AMQP transactions only apply to messages and acks sent to the broker, so when there is a rollback of a Spring transaction and a message has been received, what Spring AMQP has to do is not just rollback the transaction, but also manually reject the message (sort of a nack, but that's not what the specification calls it). The action taken on message rejection is independent of transactions and depends on the defaultRequeueRejected property (default true). For more information about rejecting failed messages, see Section 3.15.3, “Message Listeners and the Asynchronous Case”.
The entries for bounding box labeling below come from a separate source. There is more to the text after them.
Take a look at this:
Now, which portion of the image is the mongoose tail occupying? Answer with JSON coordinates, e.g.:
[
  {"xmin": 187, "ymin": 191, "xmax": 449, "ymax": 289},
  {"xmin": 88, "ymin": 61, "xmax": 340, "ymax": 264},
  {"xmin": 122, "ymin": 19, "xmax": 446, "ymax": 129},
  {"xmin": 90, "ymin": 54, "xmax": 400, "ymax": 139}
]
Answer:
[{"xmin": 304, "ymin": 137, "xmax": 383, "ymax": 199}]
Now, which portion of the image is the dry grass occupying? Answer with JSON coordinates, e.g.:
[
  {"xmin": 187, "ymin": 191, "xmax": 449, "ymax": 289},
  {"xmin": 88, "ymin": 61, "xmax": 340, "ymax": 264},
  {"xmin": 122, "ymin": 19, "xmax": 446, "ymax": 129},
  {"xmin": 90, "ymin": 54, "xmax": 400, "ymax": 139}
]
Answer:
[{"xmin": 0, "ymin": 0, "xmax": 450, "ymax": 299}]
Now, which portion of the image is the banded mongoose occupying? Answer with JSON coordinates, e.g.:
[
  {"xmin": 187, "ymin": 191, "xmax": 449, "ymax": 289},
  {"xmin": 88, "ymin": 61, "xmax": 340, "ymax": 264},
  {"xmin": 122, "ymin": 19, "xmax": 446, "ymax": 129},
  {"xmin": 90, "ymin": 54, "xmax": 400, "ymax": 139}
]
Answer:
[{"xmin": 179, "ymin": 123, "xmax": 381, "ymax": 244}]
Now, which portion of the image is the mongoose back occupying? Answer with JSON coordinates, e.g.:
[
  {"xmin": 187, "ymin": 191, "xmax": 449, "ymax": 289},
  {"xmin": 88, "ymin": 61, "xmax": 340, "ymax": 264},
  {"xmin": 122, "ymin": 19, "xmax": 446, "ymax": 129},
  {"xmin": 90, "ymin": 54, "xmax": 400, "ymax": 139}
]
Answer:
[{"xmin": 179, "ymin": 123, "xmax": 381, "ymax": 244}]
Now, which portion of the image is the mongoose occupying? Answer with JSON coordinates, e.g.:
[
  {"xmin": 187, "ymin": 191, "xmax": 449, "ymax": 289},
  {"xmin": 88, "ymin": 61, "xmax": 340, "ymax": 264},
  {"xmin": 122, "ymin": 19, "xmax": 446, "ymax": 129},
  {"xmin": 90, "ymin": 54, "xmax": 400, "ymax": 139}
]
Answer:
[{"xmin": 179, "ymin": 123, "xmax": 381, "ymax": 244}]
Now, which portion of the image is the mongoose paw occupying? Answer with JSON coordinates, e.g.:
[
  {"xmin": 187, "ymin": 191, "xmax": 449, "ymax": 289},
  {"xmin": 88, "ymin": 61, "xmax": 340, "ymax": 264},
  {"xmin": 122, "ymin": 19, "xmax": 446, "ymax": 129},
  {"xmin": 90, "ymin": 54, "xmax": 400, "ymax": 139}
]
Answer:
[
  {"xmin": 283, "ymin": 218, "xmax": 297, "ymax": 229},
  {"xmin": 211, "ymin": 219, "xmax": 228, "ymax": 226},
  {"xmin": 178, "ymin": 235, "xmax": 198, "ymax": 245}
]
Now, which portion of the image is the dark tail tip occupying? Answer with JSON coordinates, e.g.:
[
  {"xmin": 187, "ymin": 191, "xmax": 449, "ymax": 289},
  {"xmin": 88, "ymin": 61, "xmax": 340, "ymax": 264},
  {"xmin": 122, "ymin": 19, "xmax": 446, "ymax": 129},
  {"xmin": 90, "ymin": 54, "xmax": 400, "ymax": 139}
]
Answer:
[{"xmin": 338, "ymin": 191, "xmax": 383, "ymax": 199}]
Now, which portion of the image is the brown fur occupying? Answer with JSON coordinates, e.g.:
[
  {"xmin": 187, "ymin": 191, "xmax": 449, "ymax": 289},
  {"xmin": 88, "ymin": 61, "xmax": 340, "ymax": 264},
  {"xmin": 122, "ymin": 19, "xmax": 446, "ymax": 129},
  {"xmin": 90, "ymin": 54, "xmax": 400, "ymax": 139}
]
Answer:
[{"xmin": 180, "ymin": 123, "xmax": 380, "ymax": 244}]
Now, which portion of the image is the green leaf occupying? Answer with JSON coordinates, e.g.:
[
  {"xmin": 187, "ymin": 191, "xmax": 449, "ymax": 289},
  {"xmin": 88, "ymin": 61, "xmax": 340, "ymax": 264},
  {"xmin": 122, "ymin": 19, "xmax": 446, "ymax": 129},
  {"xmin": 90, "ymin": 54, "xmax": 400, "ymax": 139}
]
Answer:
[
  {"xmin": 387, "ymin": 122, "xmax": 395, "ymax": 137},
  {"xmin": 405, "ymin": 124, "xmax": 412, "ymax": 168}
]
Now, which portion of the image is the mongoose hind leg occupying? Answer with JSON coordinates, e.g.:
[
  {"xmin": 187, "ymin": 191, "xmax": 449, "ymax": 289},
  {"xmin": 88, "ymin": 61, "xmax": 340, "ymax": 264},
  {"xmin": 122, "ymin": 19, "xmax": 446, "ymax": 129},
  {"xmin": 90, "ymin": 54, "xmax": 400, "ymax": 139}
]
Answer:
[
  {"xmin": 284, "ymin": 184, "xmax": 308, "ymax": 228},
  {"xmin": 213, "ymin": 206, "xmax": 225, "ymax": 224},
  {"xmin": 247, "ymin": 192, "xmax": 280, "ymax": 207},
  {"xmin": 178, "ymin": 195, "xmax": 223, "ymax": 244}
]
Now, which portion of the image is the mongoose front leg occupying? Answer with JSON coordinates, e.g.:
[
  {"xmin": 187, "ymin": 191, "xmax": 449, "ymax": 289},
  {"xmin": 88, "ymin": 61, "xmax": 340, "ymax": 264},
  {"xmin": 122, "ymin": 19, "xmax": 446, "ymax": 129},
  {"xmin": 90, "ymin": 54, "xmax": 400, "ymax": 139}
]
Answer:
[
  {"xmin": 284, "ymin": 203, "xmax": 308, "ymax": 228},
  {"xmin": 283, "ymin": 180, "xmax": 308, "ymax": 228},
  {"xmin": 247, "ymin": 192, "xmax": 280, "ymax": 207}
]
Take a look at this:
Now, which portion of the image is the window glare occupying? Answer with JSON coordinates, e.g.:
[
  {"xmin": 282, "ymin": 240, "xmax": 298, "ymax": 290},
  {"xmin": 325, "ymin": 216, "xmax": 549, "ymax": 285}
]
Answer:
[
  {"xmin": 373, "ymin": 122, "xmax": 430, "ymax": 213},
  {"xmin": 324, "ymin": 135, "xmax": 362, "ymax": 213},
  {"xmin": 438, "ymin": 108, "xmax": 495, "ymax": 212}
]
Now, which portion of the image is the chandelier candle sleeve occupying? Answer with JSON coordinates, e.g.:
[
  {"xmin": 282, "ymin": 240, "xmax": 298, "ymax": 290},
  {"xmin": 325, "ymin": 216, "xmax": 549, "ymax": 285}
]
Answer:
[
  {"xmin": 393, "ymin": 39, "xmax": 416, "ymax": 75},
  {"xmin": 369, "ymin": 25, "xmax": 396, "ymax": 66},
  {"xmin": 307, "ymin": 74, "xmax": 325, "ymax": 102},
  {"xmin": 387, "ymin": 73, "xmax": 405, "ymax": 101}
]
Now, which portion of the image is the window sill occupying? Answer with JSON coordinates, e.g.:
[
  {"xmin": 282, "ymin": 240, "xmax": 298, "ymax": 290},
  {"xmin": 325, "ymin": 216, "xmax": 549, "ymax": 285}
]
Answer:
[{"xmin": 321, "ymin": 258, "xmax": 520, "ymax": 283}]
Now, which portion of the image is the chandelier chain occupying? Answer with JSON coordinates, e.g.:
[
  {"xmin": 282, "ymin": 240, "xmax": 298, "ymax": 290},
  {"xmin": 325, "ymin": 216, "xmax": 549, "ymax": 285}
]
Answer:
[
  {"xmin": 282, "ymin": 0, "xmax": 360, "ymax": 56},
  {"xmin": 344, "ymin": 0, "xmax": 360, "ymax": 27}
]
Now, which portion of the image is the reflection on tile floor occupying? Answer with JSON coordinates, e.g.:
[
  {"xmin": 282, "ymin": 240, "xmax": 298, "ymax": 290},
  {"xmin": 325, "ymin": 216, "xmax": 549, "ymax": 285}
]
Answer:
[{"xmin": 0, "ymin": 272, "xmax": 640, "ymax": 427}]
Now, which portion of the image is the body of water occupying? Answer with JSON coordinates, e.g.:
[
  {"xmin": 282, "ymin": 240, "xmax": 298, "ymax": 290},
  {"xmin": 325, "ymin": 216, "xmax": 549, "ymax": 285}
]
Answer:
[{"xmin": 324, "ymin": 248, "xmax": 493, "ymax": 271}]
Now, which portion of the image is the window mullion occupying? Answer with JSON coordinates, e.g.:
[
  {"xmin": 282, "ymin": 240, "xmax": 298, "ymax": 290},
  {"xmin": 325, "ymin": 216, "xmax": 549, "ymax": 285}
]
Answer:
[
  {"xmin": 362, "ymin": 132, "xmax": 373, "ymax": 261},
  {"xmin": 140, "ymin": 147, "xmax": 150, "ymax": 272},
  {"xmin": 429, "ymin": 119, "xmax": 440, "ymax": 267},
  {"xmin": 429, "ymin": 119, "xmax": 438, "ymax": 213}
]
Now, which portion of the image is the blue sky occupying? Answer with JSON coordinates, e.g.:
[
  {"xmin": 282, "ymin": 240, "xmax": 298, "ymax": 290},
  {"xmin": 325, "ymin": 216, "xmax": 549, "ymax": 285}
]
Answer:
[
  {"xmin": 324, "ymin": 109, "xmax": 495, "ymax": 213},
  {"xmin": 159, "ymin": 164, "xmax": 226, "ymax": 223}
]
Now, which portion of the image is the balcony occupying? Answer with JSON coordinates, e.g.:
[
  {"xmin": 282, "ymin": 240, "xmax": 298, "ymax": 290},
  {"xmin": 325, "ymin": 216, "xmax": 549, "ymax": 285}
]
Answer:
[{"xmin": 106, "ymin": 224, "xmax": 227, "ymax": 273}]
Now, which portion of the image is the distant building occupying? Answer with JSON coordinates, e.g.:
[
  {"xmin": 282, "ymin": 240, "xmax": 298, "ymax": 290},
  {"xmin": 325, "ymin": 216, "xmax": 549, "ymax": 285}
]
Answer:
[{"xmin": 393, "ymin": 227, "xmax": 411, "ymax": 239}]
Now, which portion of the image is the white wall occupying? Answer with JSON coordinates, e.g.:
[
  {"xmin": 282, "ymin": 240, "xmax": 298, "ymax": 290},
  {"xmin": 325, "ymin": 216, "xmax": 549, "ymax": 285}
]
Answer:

For more information about RabbitMQ transactions, and their limitations, refer to RabbitMQ Broker Semantics.

[Note]Note
Prior to RabbitMQ 2.7.0, such messages (and any that are unacked when a channel is closed or aborts) went to the back of the queue on a Rabbit broker, since 2.7.0, rejected messages go to the front of the queue, in a similar manner to JMS rolled back messages.

3.10.2 Using the RabbitTransactionManager

The RabbitTransactionManager is an alternative to executing Rabbit operations within, and synchronized with, external transactions. This Transaction Manager is an implementation of the PlatformTransactionManager interface and should be used with a single Rabbit ConnectionFactory.

[Important]Important
This strategy is not able to provide XA transactions, for example in order to share transactions between messaging and database access.

Application code is required to retrieve the transactional Rabbit resources via ConnectionFactoryUtils.getTransactionalResourceHolder(ConnectionFactory, boolean) instead of a standard Connection.createChannel() call with subsequent Channel creation. When using Spring's RabbitTemplate, it will autodetect a thread-bound Channel and automatically participate in it.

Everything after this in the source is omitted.